Can Women Be Colourblind?

Mystery Hour

Mystery Hour Question

I'm coloublind and yesterday my daughter went to an eye test and asked if she could be colourblind. She was told no, because only men are colourblind. Is that true and if so, why?
Terry, Harlow

Answer

** Definitive **
Name: Lucy, Chelmsford
Qualification: Mother
Answer: My daughter's nursery were worried that she wasn't learning her colours. She has astigmatism and is long sighted anyway, so she already wears glasses. I took her to the optician and explained the problem and they said it's possible that she's colour-blind, but it's extremely rare in girls. It has to be on both sides of the family to happen.

Name: Claire, Frankfurt
Qualificaiton: Paid attention in biology (and also a Mum!)
Answer: It's to do with chromosomes.
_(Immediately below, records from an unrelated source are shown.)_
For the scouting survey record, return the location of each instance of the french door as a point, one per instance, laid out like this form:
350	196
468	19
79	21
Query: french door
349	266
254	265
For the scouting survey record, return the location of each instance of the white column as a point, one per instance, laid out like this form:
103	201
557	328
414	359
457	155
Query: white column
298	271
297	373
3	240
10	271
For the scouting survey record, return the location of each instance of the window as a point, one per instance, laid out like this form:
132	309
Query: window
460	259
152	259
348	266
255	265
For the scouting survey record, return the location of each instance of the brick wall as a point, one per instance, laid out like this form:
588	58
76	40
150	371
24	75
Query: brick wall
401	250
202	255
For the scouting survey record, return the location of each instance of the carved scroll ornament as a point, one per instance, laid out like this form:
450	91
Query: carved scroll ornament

Men have the XX chromosomes, while women have XY. If colourblindness only attached itself to the X chromosone, that would make it much more likely for men to have it than women.

Name: Obinna
Qualification: Medical student
Answer: The answer above is wrong: it is the men who are XY and females are XX. The mutated gene responsible for colourblindness does attach itself to the X chromosome and the reason males are at a greater risk of inheriting an X linked mutation is because males only have one X chromosome (XY, with the Y chromosome being significantly shorter than the X chromosome), and females have two (XX); if the women inherit a normal X chromosome in addition to the one which carries the mutation, they will not display the mutation, while men have no 'spare' normal chromosome to override the chromosome which carries the mutation.